Trockenheit behindert Herbstaussaat

Foto: Landpixel

Rapsbestellung und Aussaat von Zwischenfrüchten betroffen

L P D – Der Ernte aller wichtigen landwirtschaftlichen Nutzpflanzen hat die ausgeprägte Trockenheit des Sommers 2019 ihren Stempel aufgedrückt. Die Dürre wird sich zusätzlich weiter bis in das Folgejahr auswirken. Nach Umfragen unter Landwirten gibt es bereits erneut Probleme mit der Herbstaussaat. Das betrifft aktuell die Aussaat des Winterrapses wie auch der Zwischenfrüchte, teilt der Landvolk-Pressedienst mit. Schon die Bodenbearbeitung ist für die Landwirte problematisch, weil die Böden staubtrocken sind. „Der Pflug kann den Ackerboden nicht ausreichend wenden und mischen, sondern produziert nur Pulver oder – auf tonigen Böden – dicke Kluten“, beschreibt Landvolkvizepräsident Ulrich Löhr. Den Saatkörnern können die Ackerbauern kaum ein geeignetes Saatbett bereiten.

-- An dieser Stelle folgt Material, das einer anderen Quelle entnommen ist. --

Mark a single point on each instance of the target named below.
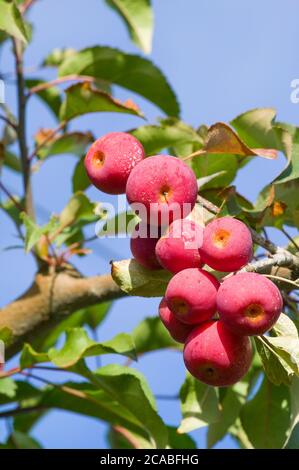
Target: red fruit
(110, 160)
(191, 295)
(227, 244)
(249, 303)
(178, 248)
(178, 331)
(143, 244)
(217, 356)
(163, 189)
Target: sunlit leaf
(83, 98)
(266, 417)
(11, 21)
(129, 71)
(199, 404)
(138, 17)
(134, 279)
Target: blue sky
(222, 58)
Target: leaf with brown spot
(278, 208)
(223, 139)
(83, 98)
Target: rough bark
(51, 296)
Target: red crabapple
(191, 295)
(227, 244)
(178, 331)
(143, 244)
(217, 356)
(165, 186)
(110, 160)
(249, 303)
(178, 248)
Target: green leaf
(150, 335)
(285, 327)
(29, 357)
(11, 21)
(291, 172)
(20, 440)
(209, 164)
(73, 143)
(122, 223)
(122, 438)
(95, 315)
(199, 404)
(138, 17)
(57, 56)
(266, 417)
(82, 98)
(179, 441)
(34, 231)
(12, 161)
(293, 437)
(45, 342)
(131, 390)
(78, 208)
(255, 127)
(293, 440)
(80, 179)
(77, 346)
(6, 335)
(91, 399)
(134, 279)
(8, 387)
(24, 391)
(280, 353)
(230, 409)
(129, 71)
(50, 96)
(169, 133)
(276, 369)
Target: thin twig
(11, 197)
(19, 411)
(47, 139)
(58, 81)
(18, 53)
(167, 397)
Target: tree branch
(11, 197)
(256, 237)
(22, 141)
(49, 298)
(58, 81)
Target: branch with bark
(50, 297)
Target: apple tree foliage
(261, 411)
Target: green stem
(22, 142)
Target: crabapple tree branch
(21, 128)
(257, 238)
(50, 297)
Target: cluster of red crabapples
(213, 319)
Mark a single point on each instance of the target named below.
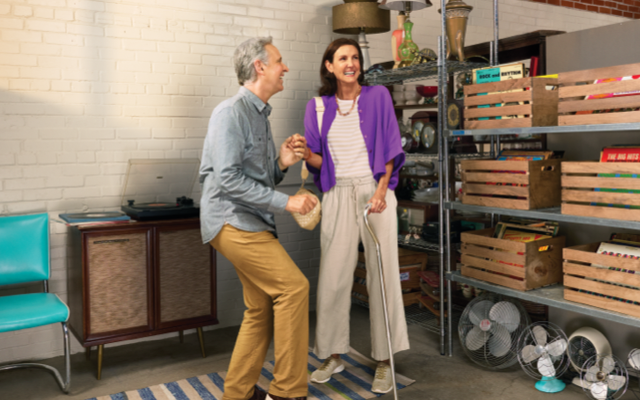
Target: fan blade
(557, 348)
(500, 341)
(506, 314)
(476, 338)
(634, 359)
(545, 366)
(540, 335)
(529, 354)
(480, 311)
(607, 364)
(591, 375)
(616, 382)
(599, 390)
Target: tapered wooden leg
(204, 355)
(100, 349)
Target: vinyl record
(95, 215)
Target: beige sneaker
(383, 382)
(329, 367)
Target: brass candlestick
(456, 14)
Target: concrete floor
(140, 365)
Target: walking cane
(367, 209)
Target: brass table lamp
(406, 6)
(456, 14)
(359, 17)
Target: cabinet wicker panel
(118, 282)
(184, 275)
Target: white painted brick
(63, 15)
(63, 38)
(22, 11)
(173, 47)
(21, 36)
(122, 32)
(228, 9)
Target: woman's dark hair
(329, 82)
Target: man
(239, 171)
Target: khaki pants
(276, 294)
(342, 228)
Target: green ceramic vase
(408, 50)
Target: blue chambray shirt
(239, 168)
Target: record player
(159, 189)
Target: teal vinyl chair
(24, 257)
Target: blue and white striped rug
(354, 383)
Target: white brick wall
(87, 85)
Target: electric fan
(604, 377)
(489, 329)
(585, 343)
(543, 355)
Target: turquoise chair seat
(31, 310)
(25, 258)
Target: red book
(620, 154)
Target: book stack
(619, 153)
(497, 74)
(621, 245)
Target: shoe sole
(335, 371)
(381, 392)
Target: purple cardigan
(379, 128)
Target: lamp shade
(354, 17)
(401, 5)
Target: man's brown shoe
(258, 394)
(274, 397)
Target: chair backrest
(24, 249)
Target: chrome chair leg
(201, 338)
(64, 384)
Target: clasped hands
(291, 151)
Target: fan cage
(483, 355)
(580, 350)
(619, 369)
(527, 338)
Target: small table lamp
(359, 17)
(406, 6)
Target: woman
(355, 160)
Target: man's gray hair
(246, 54)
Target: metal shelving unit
(552, 296)
(550, 214)
(545, 129)
(417, 72)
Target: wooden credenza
(128, 281)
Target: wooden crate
(520, 185)
(536, 106)
(573, 109)
(580, 197)
(600, 287)
(491, 260)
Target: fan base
(550, 385)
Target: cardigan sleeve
(391, 136)
(314, 141)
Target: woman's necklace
(352, 106)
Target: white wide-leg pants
(341, 230)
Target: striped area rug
(354, 383)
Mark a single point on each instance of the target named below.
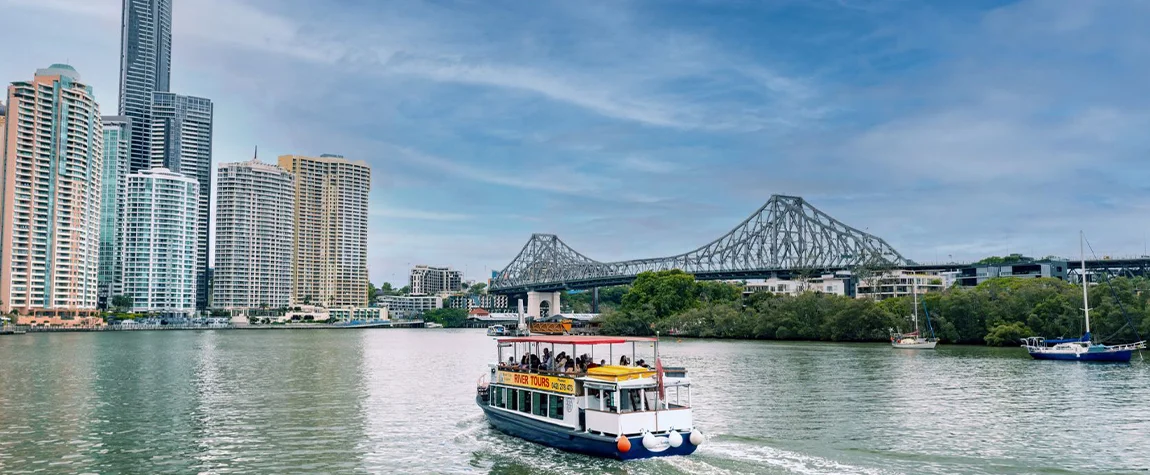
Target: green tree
(449, 318)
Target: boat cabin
(597, 388)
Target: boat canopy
(1083, 338)
(575, 339)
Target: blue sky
(639, 129)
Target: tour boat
(1080, 349)
(613, 411)
(913, 341)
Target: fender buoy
(623, 444)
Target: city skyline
(941, 156)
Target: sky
(634, 129)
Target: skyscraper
(50, 207)
(160, 227)
(182, 143)
(116, 155)
(145, 67)
(331, 196)
(254, 236)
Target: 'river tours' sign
(542, 382)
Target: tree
(449, 318)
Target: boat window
(537, 400)
(556, 406)
(610, 398)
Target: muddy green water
(403, 401)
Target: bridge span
(786, 236)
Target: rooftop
(575, 339)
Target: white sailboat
(914, 341)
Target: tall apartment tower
(145, 67)
(50, 207)
(429, 281)
(330, 249)
(254, 236)
(182, 143)
(160, 227)
(116, 156)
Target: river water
(392, 400)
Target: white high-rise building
(255, 206)
(181, 128)
(160, 227)
(50, 205)
(116, 161)
(330, 265)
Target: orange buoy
(623, 444)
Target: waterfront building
(490, 301)
(430, 281)
(254, 235)
(145, 68)
(898, 283)
(181, 140)
(411, 306)
(1027, 268)
(50, 208)
(114, 179)
(330, 222)
(160, 227)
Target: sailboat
(1080, 349)
(913, 341)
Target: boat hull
(922, 345)
(1121, 355)
(573, 441)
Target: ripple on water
(403, 401)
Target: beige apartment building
(50, 209)
(330, 220)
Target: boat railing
(1136, 345)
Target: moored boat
(913, 341)
(613, 411)
(1082, 349)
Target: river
(392, 400)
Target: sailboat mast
(914, 290)
(1086, 299)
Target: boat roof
(575, 339)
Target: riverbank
(997, 313)
(35, 329)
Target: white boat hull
(917, 345)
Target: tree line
(997, 312)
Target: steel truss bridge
(787, 236)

Der Boden lässt sich nicht in der gewünschten Form für die Ablage des Saatkorns verdichten, für die Keimung fehlt das notwendige Wasser. Im Rapsanbau empfehlen Experten daher jetzt spätsaatverträgliche Sorten, die auch in der ersten Septemberdekade noch ausgesät werden können. Hoffnung setzen die Landwirte auf neuere Sorten, die sich in den bisherigen Versuchen als recht überzeugend präsentiert haben. Allerdings stehen sie derzeit noch nicht alle für den Anbau in der Praxis zur Verfügung. Der Rapsanbau war bereits im vergangenen Jahr aufgrund der Trockenheit deutlich reduziert worden, an den Märkten dagegen lässt die Ölfrucht zurzeit durchaus Hoffnung aufkommen.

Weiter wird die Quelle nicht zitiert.